Erdoğan approved negotiation with Kurdistan Regional Government on energy deal
JTW – 31.3.2013 – Even though the United States and the central government of Iraq have objections concerning an energy deal between Turkey and the Kurdistan Regional Government (KRG), it seems that Turkish Prime Minister is out to sign a major energy deal with Iraq’s KRG and carry bilateral relations one step further.
Turkish authorities are currently discussing the terms and conditions of an enhanced energy partnership with Iraqi Kurds. The Prime Minster of Turkey, Recep Tayyip Erdoğan, confirmed the negotiation for an energy deal with Iraq’s KRG. In his interview with CNNTurk television, Turkish Prime Minster said that they are (the Turkish Government) in the process of striking the trade agreement with the KRG. In the interview, Prime Minister Erdoğan stated that as a government, they aim to enhance the capacity of the existing pipelines and make oil transaction more lucrative. The Prime Minister also pointed out a possible extension of the current pipeline network via increasing the number of oil and gas pipelines.
At this point, it is believed that with the deal, Iraq’s KRG aims to strengthen its position in the region, while the Turkish government aims to enhance mutual ties with the KRG to subsidize the energy deficit of Turkey in a more lucrative way. However, the increasingly closer relations between Turkey and the Kurdistan Regional Government cannot obtain support on Washington’s part. Washington believes that rapprochement between the two parties may trigger the disintegration of Iraq and push an increasingly isolated Iraq into Iran.
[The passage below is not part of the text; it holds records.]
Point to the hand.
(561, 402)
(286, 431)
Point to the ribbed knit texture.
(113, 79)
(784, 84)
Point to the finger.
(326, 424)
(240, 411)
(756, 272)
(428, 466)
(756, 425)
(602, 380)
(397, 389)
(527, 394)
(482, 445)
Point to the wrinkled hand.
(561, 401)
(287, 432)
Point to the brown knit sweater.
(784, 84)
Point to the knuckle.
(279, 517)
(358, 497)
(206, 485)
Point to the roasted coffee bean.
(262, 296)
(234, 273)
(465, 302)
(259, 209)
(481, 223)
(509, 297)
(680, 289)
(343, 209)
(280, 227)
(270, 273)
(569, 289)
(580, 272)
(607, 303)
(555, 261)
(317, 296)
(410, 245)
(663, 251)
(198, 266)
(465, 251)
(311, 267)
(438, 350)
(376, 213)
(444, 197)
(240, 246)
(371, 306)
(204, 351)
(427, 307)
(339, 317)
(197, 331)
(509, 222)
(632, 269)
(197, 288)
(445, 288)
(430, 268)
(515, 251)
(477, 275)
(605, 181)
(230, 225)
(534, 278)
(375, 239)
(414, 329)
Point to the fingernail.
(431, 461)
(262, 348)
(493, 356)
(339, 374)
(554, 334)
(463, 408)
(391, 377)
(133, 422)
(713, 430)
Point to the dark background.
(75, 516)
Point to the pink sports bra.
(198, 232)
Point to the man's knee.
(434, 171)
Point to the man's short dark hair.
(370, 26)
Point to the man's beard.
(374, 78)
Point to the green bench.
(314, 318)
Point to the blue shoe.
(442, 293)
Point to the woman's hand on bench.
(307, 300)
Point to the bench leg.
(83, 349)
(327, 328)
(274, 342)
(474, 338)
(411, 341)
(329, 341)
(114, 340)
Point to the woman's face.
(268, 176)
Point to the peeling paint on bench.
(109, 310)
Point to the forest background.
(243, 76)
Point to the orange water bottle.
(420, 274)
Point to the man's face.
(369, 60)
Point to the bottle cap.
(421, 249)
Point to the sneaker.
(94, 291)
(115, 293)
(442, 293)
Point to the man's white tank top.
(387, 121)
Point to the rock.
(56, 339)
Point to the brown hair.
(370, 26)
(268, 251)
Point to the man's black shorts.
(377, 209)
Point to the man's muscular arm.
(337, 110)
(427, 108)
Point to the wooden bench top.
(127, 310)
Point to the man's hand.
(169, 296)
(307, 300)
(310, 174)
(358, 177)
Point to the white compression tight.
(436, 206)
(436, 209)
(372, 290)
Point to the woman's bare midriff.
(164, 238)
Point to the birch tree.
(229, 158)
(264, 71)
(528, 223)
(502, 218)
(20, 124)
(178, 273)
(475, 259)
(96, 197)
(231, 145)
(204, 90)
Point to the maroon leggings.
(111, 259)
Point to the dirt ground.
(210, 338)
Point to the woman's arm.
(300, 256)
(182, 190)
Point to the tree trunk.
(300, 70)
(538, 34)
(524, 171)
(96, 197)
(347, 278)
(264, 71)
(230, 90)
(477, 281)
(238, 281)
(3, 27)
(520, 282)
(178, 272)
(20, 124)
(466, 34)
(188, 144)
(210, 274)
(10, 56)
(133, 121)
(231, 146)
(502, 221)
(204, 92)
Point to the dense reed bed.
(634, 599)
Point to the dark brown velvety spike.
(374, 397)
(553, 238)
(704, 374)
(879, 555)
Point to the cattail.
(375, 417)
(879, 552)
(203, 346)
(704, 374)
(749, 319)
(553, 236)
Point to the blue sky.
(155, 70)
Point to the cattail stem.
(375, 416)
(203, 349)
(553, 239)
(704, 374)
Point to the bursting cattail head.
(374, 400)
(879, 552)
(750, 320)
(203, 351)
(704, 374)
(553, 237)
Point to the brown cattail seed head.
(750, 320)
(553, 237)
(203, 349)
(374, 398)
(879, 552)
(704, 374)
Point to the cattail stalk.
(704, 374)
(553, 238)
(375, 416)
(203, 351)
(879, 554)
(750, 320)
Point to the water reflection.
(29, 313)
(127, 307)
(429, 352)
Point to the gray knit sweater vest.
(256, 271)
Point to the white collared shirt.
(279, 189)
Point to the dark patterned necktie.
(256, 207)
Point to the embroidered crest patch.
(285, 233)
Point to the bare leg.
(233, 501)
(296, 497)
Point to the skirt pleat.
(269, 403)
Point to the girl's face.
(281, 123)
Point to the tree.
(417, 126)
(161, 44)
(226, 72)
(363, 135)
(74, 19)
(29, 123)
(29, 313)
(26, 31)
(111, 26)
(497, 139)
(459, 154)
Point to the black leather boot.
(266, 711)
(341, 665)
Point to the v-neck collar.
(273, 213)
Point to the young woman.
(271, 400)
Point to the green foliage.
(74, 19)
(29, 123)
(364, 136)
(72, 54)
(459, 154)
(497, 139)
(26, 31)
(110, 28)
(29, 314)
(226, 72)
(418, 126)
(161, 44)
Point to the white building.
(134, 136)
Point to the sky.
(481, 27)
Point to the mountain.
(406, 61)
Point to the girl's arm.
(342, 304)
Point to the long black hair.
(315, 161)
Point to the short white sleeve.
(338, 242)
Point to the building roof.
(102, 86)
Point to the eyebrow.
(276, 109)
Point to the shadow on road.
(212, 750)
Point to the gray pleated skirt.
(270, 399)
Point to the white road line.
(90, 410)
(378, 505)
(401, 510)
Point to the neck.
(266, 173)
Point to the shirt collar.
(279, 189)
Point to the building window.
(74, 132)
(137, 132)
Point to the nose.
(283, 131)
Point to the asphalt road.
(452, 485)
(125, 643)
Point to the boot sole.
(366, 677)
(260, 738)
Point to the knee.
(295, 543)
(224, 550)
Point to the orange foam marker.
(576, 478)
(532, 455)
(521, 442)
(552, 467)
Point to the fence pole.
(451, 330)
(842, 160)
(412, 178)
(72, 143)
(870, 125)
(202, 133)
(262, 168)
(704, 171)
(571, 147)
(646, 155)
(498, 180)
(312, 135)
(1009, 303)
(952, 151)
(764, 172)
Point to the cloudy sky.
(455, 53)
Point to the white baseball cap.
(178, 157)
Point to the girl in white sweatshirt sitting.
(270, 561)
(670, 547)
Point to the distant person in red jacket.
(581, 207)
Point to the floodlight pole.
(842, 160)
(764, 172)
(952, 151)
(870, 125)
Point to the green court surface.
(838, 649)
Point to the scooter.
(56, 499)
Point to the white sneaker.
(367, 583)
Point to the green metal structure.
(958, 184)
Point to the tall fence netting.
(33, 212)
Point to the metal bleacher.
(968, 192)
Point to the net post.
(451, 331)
However, Prime Minister Erdoğan believes strongly that the deal between Turkey and the KRG creates a “win-win” situation that is in no way contradictory to American interests in the region.
It is known that Turkey and Iraqi central governments have several disagreements over different issues, one of which is Turkey’s refusals to extradite fugitive Vice President Tareq al- Hashemi and and another is the burgeoning energy cooperation with Iraqi Kurdistan. On the contrary, Iraq’s central government has so far blocked Turkish efforts to step up Turkey’s existence in Northern Iraq. For example, Baghdad blocked Turkish National Energy Firm TPAO from bidding for an oil exploration contract in November 2012 and one month later, Iraqi government did not allow a passenger plane which carried Turkish Energy Ministry Taner Yıldız to land in Arbil.